As Dad’s time to die drew nearer, five of his six children were here, and only Marnie and her partner Dana still had to arrive – they were held back by snowstorms that closed the Cocquihala Highway .  In a brief window of opportunity, they started the journey down.  Marnie got to the hospital Friday evening, and had a beautiful communion with Dad.  Minutes from dying, he was holding on just for her.  Our father would never leave without fully honouring his relationship with each of his kids and with Mum.  His eyes, clouded for days, cleared, looked right at her, and shone with joyous light.  They said goodbye, and Dad began to let go. 

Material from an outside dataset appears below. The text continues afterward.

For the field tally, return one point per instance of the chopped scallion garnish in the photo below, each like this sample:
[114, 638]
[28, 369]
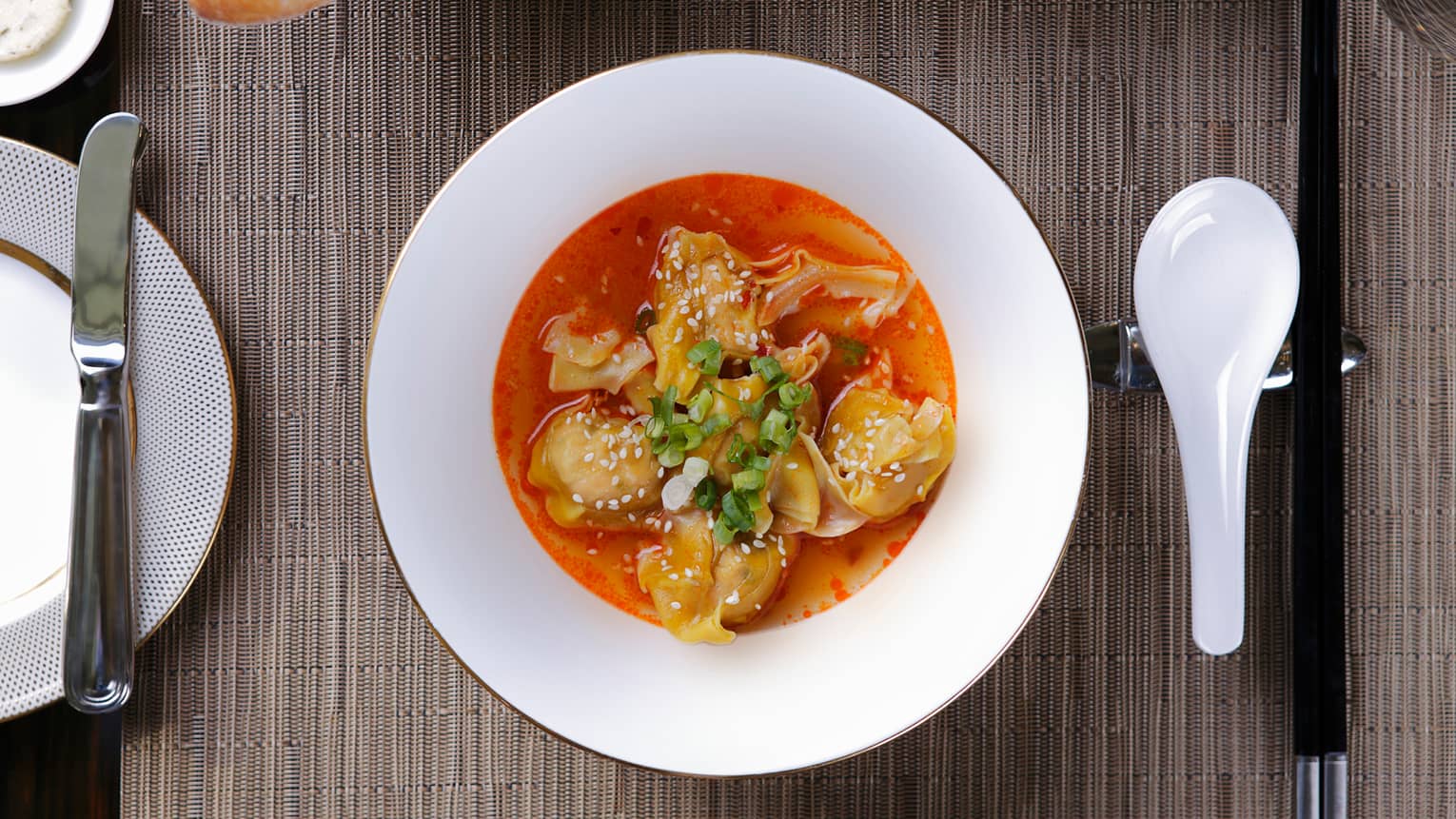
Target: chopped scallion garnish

As Mum held him and said farewell, his spirit moved into all of us, leaving us with the gifts of a lifetime and the strength of his beautiful soul in each of our hearts.  We all gathered in his room, and we sung to him, cried with him, held each other, Angelica read her poem to Dad, we told jokes, prayed, placed the paper cranes all over Dad’s body to help his spirit soar.  His presence was palpable, and the strength of the love between all of us was a powerful way to honour the very deep way Dad valued family, friendship and the human capacity for feeling.

Our father loved people.  He truly cherished all of his connections with people, whether a neighbour, a shop-keeper, or a life-long friend.  He loved to challenge people’s thinking, to teach as well as to learn from others.  He loved relationship.  All of you here today are testament to this.  Thank you for making his life rich and meaningful to him, and for comforting us today.